Os quatro artigos finais invertem a perspectiva: buscam apontar em Galileu o que talvez deva ser tributado à tradição medieval. Como que alinhavando todo o conjunto de escritos, Nascimento reencontra na física de Galileu a mesma concepção de "ciência intermediária" descrita em estado seminal na teologia de Tomás de Aquino.
São artigos curtos e explicitamente polêmicos, um deles em duas versões, fruto da discussão suscitada. E que esclarecem alguns pressupostos metodológicos do autor: manter-se colado à leitura rigorosa dos textos, mas apresentá-los de tal forma que constituam argumento em favor de uma leitura que enfatiza antes a continuidade histórica do que as rupturas: contra uma leitura "retrospectiva", isto é, que lê os autores do passado à luz do desenvolvimento posterior da ciência (ou da filosofia), "ler Galileu prospectivamente, isto é, a partir do que ele podia conhecer" (pág. 171).
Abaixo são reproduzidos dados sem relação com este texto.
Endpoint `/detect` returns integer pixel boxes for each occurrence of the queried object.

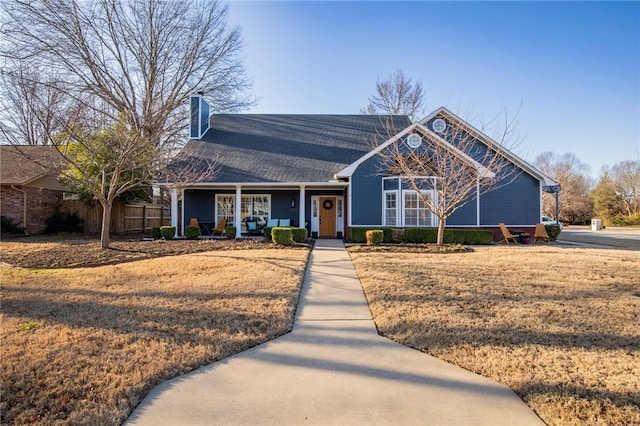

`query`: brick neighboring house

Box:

Não se trata de negar que haja solução de continuidade entre a física (e a metafísica) antigas e medievais, mas que esta ruptura se dá a partir da tradição recebida -contra ela, mas não sem ela.
Afinal, na falta de uma filosofia da história consistente, a ruptura histórica não é menos misteriosa para nós do que uma continuidade que se possa constatar.
Embora os artigos que compõem a coletânea "De Tomás de Aquino a Galileu" tenham sido escritos durante um longo período de 25 anos (na sua maioria, só agora acessíveis ao leitor brasileiro) e sejam independentes entre si, ganha-se muito lendo-os como um livro coeso, em que os temas são apontados e retomados em chave diversa, mas podendo ser enfeixados numa mesma totalidade: a paciente e laboriosa produção de alguns dos conceitos determinantes da história da ciência moderna.